El ruido del tráfico, el mayor agente causante de enfermedad en Barcelona

5Un nuevo estudio del Instituto de Salud Global de Barcelona (ISGlobal) ha establecido que el ruido de los coches se posiciona como el factor que produce mayor carga de enfermedades en la ciudad de Barcelona, incluso más que la contaminación del aire o la falta de actividad física. De hecho, este elemento contribuye en un 36% a la carga de enfermedad total que provoca la planificación urbana y del transporte.

Los habitantes de Barcelona están expuestos a una media de 65,1 decibelios durante el día y de 57,6 durante la noche, muy superiores a los niveles recomendados por la Organización Mundial de la Salud (OMS), que se sitúan en los 55 y 40 decibelios respectivamente. De hecho, Natalie Mueller, investigadora de ISGlobal y primera autora del estudio, recalca que “el ruido del tráfico es un problema de primer orden para la salud”, ya que causa molestias y alteraciones del sueño en los ciudadanos expuestos, e incluso se ha establecido como agente contribuyente a la hipertensión, las enfermedades cardiovasculares y el ictus.

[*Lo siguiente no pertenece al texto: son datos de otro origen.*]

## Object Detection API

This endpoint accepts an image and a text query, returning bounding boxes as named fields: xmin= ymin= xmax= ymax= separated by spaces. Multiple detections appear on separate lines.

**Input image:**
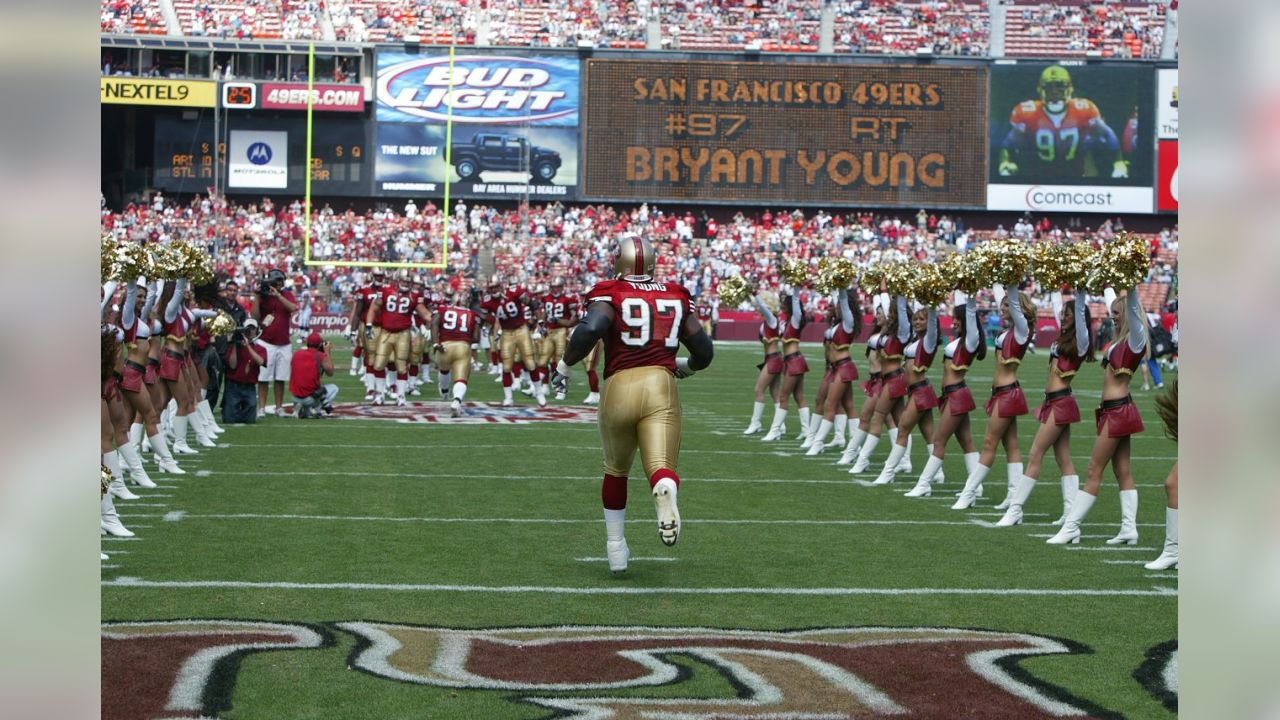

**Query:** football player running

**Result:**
xmin=365 ymin=270 xmax=431 ymax=405
xmin=997 ymin=65 xmax=1129 ymax=179
xmin=553 ymin=237 xmax=714 ymax=573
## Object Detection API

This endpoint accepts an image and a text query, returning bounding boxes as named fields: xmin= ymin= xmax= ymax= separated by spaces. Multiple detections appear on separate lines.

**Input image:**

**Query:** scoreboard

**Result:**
xmin=582 ymin=58 xmax=988 ymax=208
xmin=154 ymin=113 xmax=372 ymax=196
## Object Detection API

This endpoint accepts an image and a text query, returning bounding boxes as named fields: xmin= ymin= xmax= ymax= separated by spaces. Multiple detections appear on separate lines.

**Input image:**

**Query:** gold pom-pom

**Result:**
xmin=1032 ymin=242 xmax=1097 ymax=291
xmin=151 ymin=245 xmax=187 ymax=281
xmin=716 ymin=275 xmax=751 ymax=310
xmin=781 ymin=258 xmax=809 ymax=287
xmin=115 ymin=242 xmax=155 ymax=282
xmin=938 ymin=252 xmax=987 ymax=295
xmin=205 ymin=310 xmax=236 ymax=337
xmin=1084 ymin=233 xmax=1151 ymax=292
xmin=974 ymin=240 xmax=1032 ymax=286
xmin=908 ymin=263 xmax=951 ymax=306
xmin=102 ymin=234 xmax=120 ymax=283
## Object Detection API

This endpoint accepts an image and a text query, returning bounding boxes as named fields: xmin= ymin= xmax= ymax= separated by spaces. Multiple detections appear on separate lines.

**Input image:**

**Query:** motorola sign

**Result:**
xmin=227 ymin=129 xmax=289 ymax=188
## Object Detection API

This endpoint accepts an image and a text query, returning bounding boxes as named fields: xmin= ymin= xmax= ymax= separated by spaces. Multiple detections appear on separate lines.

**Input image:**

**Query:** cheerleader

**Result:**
xmin=742 ymin=289 xmax=782 ymax=436
xmin=760 ymin=288 xmax=809 ymax=442
xmin=120 ymin=279 xmax=183 ymax=479
xmin=1046 ymin=287 xmax=1147 ymax=544
xmin=836 ymin=295 xmax=887 ymax=465
xmin=906 ymin=290 xmax=987 ymax=497
xmin=873 ymin=297 xmax=938 ymax=484
xmin=996 ymin=292 xmax=1094 ymax=528
xmin=806 ymin=283 xmax=861 ymax=455
xmin=849 ymin=288 xmax=911 ymax=475
xmin=1143 ymin=380 xmax=1178 ymax=570
xmin=99 ymin=324 xmax=138 ymax=538
xmin=951 ymin=284 xmax=1036 ymax=510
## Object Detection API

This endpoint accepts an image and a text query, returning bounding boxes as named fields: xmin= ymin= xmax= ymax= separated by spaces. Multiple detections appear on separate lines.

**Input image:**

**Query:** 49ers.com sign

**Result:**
xmin=584 ymin=59 xmax=987 ymax=208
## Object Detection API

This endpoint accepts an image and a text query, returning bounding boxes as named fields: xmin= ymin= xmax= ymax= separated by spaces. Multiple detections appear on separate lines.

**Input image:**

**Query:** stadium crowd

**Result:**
xmin=94 ymin=0 xmax=1176 ymax=58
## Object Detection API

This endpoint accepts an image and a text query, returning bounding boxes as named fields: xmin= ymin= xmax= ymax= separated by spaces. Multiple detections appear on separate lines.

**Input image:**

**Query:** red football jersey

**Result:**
xmin=438 ymin=305 xmax=476 ymax=342
xmin=543 ymin=295 xmax=573 ymax=328
xmin=356 ymin=286 xmax=383 ymax=328
xmin=485 ymin=287 xmax=526 ymax=331
xmin=380 ymin=286 xmax=422 ymax=333
xmin=1009 ymin=97 xmax=1102 ymax=178
xmin=586 ymin=279 xmax=694 ymax=378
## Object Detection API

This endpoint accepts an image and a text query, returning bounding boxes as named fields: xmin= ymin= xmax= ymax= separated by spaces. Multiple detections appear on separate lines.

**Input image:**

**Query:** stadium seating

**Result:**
xmin=100 ymin=0 xmax=169 ymax=35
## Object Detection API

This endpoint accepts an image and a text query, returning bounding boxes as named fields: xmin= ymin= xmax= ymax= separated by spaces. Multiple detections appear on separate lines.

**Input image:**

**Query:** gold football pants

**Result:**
xmin=498 ymin=328 xmax=536 ymax=373
xmin=599 ymin=366 xmax=681 ymax=478
xmin=438 ymin=340 xmax=471 ymax=382
xmin=374 ymin=328 xmax=413 ymax=374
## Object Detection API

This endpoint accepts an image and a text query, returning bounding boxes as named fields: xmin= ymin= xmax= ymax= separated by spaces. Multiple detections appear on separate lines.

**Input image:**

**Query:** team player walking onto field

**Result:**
xmin=742 ymin=288 xmax=782 ymax=436
xmin=554 ymin=237 xmax=714 ymax=573
xmin=951 ymin=284 xmax=1036 ymax=510
xmin=996 ymin=286 xmax=1094 ymax=528
xmin=1046 ymin=287 xmax=1147 ymax=544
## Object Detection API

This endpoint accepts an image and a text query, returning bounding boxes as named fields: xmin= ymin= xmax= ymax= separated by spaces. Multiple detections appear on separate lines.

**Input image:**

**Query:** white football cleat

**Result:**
xmin=653 ymin=478 xmax=680 ymax=546
xmin=604 ymin=538 xmax=631 ymax=573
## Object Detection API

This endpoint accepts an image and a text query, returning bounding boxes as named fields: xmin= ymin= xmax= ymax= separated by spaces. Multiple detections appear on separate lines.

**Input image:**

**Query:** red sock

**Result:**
xmin=600 ymin=474 xmax=627 ymax=510
xmin=649 ymin=468 xmax=680 ymax=488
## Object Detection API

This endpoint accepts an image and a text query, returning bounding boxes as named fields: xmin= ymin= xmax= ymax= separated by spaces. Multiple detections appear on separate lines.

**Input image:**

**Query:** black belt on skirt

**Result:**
xmin=1100 ymin=395 xmax=1133 ymax=410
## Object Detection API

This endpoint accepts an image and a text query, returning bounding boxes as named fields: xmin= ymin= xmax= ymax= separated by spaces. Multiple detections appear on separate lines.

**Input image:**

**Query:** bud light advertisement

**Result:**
xmin=375 ymin=50 xmax=579 ymax=200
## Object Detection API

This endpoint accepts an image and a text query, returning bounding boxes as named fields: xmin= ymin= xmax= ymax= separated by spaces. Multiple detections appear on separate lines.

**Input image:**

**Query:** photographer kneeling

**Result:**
xmin=289 ymin=332 xmax=338 ymax=418
xmin=223 ymin=318 xmax=268 ymax=423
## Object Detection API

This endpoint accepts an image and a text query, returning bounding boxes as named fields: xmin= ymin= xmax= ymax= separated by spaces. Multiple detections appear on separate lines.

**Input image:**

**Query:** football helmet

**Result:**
xmin=613 ymin=236 xmax=658 ymax=278
xmin=1036 ymin=65 xmax=1075 ymax=113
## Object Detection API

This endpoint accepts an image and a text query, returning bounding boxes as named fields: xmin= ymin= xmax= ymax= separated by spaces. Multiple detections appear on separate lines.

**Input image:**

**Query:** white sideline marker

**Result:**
xmin=101 ymin=577 xmax=1178 ymax=597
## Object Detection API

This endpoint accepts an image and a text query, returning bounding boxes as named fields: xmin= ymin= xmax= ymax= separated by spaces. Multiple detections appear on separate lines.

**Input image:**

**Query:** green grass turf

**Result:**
xmin=102 ymin=345 xmax=1178 ymax=719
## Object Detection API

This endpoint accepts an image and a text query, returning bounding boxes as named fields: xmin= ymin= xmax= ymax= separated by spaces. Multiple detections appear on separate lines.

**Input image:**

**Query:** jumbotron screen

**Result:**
xmin=584 ymin=58 xmax=988 ymax=208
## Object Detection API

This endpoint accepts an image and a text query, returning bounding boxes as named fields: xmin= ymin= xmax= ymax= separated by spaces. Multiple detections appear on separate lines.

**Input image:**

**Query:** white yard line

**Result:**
xmin=101 ymin=578 xmax=1178 ymax=597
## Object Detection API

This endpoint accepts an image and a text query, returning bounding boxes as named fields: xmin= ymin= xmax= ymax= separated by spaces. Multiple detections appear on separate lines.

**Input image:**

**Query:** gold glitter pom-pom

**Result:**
xmin=102 ymin=234 xmax=120 ymax=283
xmin=716 ymin=275 xmax=751 ymax=310
xmin=205 ymin=310 xmax=236 ymax=337
xmin=1085 ymin=233 xmax=1151 ymax=292
xmin=781 ymin=258 xmax=809 ymax=287
xmin=1032 ymin=242 xmax=1097 ymax=291
xmin=908 ymin=263 xmax=951 ymax=306
xmin=115 ymin=242 xmax=155 ymax=282
xmin=938 ymin=252 xmax=987 ymax=295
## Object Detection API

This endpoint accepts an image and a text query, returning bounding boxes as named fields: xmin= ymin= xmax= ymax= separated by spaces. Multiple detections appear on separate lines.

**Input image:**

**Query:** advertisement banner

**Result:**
xmin=1156 ymin=68 xmax=1178 ymax=140
xmin=257 ymin=82 xmax=365 ymax=113
xmin=227 ymin=129 xmax=289 ymax=188
xmin=1156 ymin=140 xmax=1178 ymax=213
xmin=99 ymin=77 xmax=218 ymax=108
xmin=582 ymin=58 xmax=987 ymax=208
xmin=374 ymin=51 xmax=579 ymax=200
xmin=987 ymin=61 xmax=1156 ymax=213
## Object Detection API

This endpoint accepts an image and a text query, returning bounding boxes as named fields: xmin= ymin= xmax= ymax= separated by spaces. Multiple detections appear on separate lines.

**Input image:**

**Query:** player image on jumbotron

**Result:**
xmin=992 ymin=65 xmax=1137 ymax=182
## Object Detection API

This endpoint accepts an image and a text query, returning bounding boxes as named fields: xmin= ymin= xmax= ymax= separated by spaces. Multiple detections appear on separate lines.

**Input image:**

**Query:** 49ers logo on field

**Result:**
xmin=325 ymin=402 xmax=595 ymax=425
xmin=102 ymin=620 xmax=1126 ymax=720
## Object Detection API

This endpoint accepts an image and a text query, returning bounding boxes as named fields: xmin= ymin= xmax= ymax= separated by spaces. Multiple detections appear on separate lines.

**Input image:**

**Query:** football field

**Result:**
xmin=101 ymin=343 xmax=1178 ymax=720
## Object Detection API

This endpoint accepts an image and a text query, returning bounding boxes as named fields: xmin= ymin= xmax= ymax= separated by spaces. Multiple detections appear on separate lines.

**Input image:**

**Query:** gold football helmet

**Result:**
xmin=613 ymin=236 xmax=658 ymax=278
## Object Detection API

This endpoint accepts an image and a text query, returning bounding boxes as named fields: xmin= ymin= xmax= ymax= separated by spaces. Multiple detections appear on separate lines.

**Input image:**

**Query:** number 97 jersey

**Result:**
xmin=586 ymin=279 xmax=694 ymax=378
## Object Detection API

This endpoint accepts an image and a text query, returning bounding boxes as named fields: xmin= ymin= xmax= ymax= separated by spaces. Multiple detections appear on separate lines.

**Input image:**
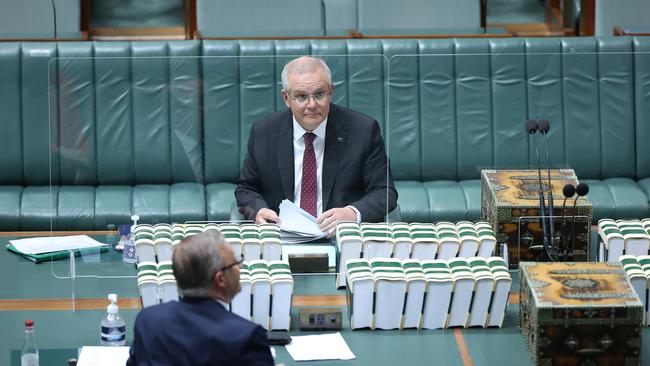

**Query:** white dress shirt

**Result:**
xmin=293 ymin=116 xmax=361 ymax=223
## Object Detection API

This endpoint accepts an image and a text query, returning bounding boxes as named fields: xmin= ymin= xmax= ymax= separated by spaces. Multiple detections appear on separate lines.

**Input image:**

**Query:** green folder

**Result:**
xmin=7 ymin=244 xmax=108 ymax=263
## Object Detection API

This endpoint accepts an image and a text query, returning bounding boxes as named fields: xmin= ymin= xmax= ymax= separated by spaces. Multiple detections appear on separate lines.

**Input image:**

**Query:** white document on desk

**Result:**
xmin=280 ymin=200 xmax=325 ymax=243
xmin=9 ymin=235 xmax=106 ymax=254
xmin=77 ymin=346 xmax=129 ymax=366
xmin=285 ymin=332 xmax=356 ymax=361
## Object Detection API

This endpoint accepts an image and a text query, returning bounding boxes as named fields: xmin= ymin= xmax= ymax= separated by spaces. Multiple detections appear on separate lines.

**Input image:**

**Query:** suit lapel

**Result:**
xmin=274 ymin=110 xmax=294 ymax=201
xmin=322 ymin=105 xmax=347 ymax=211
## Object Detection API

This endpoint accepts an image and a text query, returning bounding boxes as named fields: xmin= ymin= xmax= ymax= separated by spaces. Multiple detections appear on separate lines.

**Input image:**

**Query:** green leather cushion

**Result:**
xmin=205 ymin=183 xmax=236 ymax=221
xmin=580 ymin=178 xmax=650 ymax=223
xmin=0 ymin=186 xmax=23 ymax=231
xmin=395 ymin=180 xmax=430 ymax=222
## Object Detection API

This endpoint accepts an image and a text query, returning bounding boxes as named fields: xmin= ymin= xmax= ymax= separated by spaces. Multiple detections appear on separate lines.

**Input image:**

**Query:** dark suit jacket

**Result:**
xmin=235 ymin=104 xmax=397 ymax=222
xmin=126 ymin=298 xmax=273 ymax=366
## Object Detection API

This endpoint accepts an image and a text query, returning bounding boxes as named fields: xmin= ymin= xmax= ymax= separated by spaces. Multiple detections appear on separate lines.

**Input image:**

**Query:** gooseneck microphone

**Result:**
xmin=537 ymin=119 xmax=557 ymax=252
xmin=567 ymin=183 xmax=589 ymax=261
xmin=557 ymin=184 xmax=576 ymax=261
xmin=526 ymin=119 xmax=548 ymax=252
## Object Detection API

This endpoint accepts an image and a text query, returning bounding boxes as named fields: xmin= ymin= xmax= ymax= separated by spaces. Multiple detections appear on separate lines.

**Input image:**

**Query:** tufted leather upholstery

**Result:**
xmin=0 ymin=37 xmax=650 ymax=230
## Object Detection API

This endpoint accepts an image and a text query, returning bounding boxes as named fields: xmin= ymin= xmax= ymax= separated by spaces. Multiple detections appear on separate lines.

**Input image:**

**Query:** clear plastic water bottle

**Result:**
xmin=116 ymin=225 xmax=136 ymax=263
xmin=118 ymin=215 xmax=140 ymax=263
xmin=101 ymin=294 xmax=126 ymax=346
xmin=20 ymin=320 xmax=38 ymax=366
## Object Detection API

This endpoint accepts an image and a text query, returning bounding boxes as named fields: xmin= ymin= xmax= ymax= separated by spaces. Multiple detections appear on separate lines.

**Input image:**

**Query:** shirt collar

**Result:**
xmin=292 ymin=115 xmax=327 ymax=140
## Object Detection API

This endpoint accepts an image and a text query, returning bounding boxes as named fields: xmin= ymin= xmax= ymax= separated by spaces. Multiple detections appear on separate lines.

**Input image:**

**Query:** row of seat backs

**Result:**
xmin=0 ymin=0 xmax=81 ymax=39
xmin=196 ymin=0 xmax=481 ymax=38
xmin=0 ymin=37 xmax=650 ymax=186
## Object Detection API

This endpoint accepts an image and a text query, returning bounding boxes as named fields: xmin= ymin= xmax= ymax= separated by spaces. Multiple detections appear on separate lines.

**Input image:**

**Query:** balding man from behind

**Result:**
xmin=127 ymin=230 xmax=273 ymax=366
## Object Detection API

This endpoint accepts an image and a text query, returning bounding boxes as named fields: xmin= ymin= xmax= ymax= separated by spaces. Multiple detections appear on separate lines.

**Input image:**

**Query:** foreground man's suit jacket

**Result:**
xmin=235 ymin=104 xmax=397 ymax=222
xmin=126 ymin=298 xmax=273 ymax=366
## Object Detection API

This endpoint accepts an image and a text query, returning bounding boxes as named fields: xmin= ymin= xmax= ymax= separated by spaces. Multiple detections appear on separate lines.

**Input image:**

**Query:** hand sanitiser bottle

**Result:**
xmin=20 ymin=320 xmax=38 ymax=366
xmin=101 ymin=294 xmax=126 ymax=346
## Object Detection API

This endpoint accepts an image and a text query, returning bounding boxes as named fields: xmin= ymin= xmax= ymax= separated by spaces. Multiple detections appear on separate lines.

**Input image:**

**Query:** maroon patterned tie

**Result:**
xmin=300 ymin=132 xmax=317 ymax=217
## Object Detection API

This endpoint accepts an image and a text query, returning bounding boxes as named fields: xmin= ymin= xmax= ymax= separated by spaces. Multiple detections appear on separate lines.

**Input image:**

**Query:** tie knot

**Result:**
xmin=303 ymin=132 xmax=316 ymax=145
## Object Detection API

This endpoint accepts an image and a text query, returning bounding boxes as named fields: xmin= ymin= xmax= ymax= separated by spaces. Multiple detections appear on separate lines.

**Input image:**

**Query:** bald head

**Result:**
xmin=282 ymin=56 xmax=332 ymax=91
xmin=172 ymin=230 xmax=232 ymax=296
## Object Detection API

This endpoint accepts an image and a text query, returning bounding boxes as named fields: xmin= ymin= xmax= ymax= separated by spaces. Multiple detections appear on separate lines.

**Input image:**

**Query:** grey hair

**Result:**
xmin=282 ymin=56 xmax=332 ymax=92
xmin=172 ymin=230 xmax=227 ymax=297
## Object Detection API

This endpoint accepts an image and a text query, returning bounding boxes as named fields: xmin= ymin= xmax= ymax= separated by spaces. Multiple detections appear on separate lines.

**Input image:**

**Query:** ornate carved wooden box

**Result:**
xmin=481 ymin=169 xmax=592 ymax=268
xmin=519 ymin=262 xmax=643 ymax=366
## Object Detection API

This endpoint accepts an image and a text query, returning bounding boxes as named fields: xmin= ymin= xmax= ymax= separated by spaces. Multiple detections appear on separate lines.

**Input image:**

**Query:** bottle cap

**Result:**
xmin=106 ymin=294 xmax=117 ymax=314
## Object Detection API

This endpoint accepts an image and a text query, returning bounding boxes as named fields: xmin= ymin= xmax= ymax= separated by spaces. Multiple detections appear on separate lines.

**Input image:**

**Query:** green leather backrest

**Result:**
xmin=0 ymin=37 xmax=650 ymax=190
xmin=627 ymin=37 xmax=650 ymax=178
xmin=202 ymin=40 xmax=386 ymax=183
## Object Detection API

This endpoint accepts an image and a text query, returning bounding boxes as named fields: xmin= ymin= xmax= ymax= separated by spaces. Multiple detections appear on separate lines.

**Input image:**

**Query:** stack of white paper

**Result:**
xmin=286 ymin=333 xmax=356 ymax=361
xmin=280 ymin=200 xmax=325 ymax=244
xmin=9 ymin=235 xmax=106 ymax=254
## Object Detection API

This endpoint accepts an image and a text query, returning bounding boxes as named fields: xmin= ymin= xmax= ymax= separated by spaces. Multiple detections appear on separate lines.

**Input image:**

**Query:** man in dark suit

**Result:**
xmin=235 ymin=56 xmax=397 ymax=232
xmin=127 ymin=230 xmax=273 ymax=366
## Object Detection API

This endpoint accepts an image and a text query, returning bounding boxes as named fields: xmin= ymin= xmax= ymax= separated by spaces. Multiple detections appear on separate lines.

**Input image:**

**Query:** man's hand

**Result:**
xmin=316 ymin=207 xmax=357 ymax=238
xmin=255 ymin=208 xmax=280 ymax=224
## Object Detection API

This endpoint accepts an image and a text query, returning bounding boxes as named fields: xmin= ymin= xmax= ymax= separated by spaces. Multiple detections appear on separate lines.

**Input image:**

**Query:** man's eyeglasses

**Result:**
xmin=287 ymin=92 xmax=330 ymax=104
xmin=217 ymin=260 xmax=244 ymax=272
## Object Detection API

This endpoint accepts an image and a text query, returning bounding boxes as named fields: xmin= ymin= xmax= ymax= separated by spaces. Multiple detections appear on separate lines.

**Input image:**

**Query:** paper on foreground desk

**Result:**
xmin=7 ymin=235 xmax=108 ymax=263
xmin=77 ymin=346 xmax=129 ymax=366
xmin=285 ymin=332 xmax=356 ymax=361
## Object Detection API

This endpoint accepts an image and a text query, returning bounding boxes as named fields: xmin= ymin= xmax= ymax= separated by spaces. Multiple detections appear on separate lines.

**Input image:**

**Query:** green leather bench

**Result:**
xmin=0 ymin=37 xmax=650 ymax=230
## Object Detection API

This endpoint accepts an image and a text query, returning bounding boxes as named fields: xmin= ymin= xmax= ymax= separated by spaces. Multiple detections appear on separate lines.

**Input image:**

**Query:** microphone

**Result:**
xmin=525 ymin=119 xmax=548 ymax=251
xmin=537 ymin=119 xmax=556 ymax=252
xmin=558 ymin=184 xmax=576 ymax=261
xmin=567 ymin=183 xmax=589 ymax=261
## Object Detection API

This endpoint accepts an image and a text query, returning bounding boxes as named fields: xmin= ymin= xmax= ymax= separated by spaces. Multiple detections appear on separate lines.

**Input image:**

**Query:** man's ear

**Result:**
xmin=280 ymin=89 xmax=291 ymax=108
xmin=212 ymin=271 xmax=226 ymax=288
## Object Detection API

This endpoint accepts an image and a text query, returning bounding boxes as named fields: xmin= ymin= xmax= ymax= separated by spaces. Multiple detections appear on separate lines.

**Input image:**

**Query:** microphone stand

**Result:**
xmin=526 ymin=120 xmax=548 ymax=254
xmin=539 ymin=120 xmax=557 ymax=254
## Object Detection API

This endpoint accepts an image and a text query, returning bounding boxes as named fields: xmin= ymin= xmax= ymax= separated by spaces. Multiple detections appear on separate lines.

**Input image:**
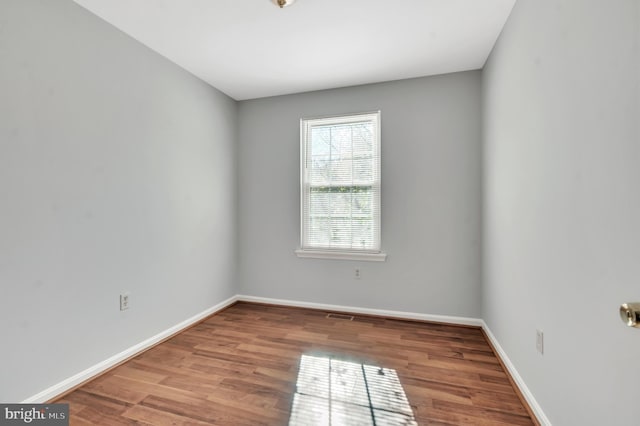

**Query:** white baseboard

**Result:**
xmin=22 ymin=296 xmax=238 ymax=404
xmin=22 ymin=295 xmax=551 ymax=426
xmin=482 ymin=320 xmax=551 ymax=426
xmin=237 ymin=295 xmax=484 ymax=327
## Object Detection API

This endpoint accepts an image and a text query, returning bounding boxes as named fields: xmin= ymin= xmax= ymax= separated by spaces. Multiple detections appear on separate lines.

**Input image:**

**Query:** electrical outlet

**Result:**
xmin=536 ymin=330 xmax=544 ymax=355
xmin=120 ymin=293 xmax=129 ymax=311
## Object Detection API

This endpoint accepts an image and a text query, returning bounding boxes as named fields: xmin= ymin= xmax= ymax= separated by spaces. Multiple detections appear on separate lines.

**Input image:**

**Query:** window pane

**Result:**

Por detrás del ruido del tráfico, la contaminación del aire se posiciona como segundo factor que mayor carga de enfermedad provoca en la ciudad, con un 19% de la misma, ya que los residentes de Barcelona se exponen a una media de 16,6 µg/m³ de partículas finas al año, mientras que el nivel máximo que establece la OMS se sitúa en los 10 µg/m³. La falta de actividad física también es un factor que contribuye a esta carga, puesto que el 70% de los residentes en Barcelona no realizan el ejercicio físico mínimo recomendado.

En términos económicos, la investigación también concluye que la carga de enfermedad provocada por una mala planificación urbana y del transporte tiene un gran impacto económico, valorado en más de 20 millones de euros para el sistema de salud. Además, con un cumplimiento de las recomendaciones internacionales en temas como contaminación atmosférica, ruido del tráfico, actividad física o calor y acceso a espacios verdes, se podrían reducir considerablemente las enfermedades en la ciudad de Barcelona: 1.700 casos de enfermedades cardiovasculares, más de 1.300 de hipertensión, unos 850 de ictus y 740 de depresión, entre otros.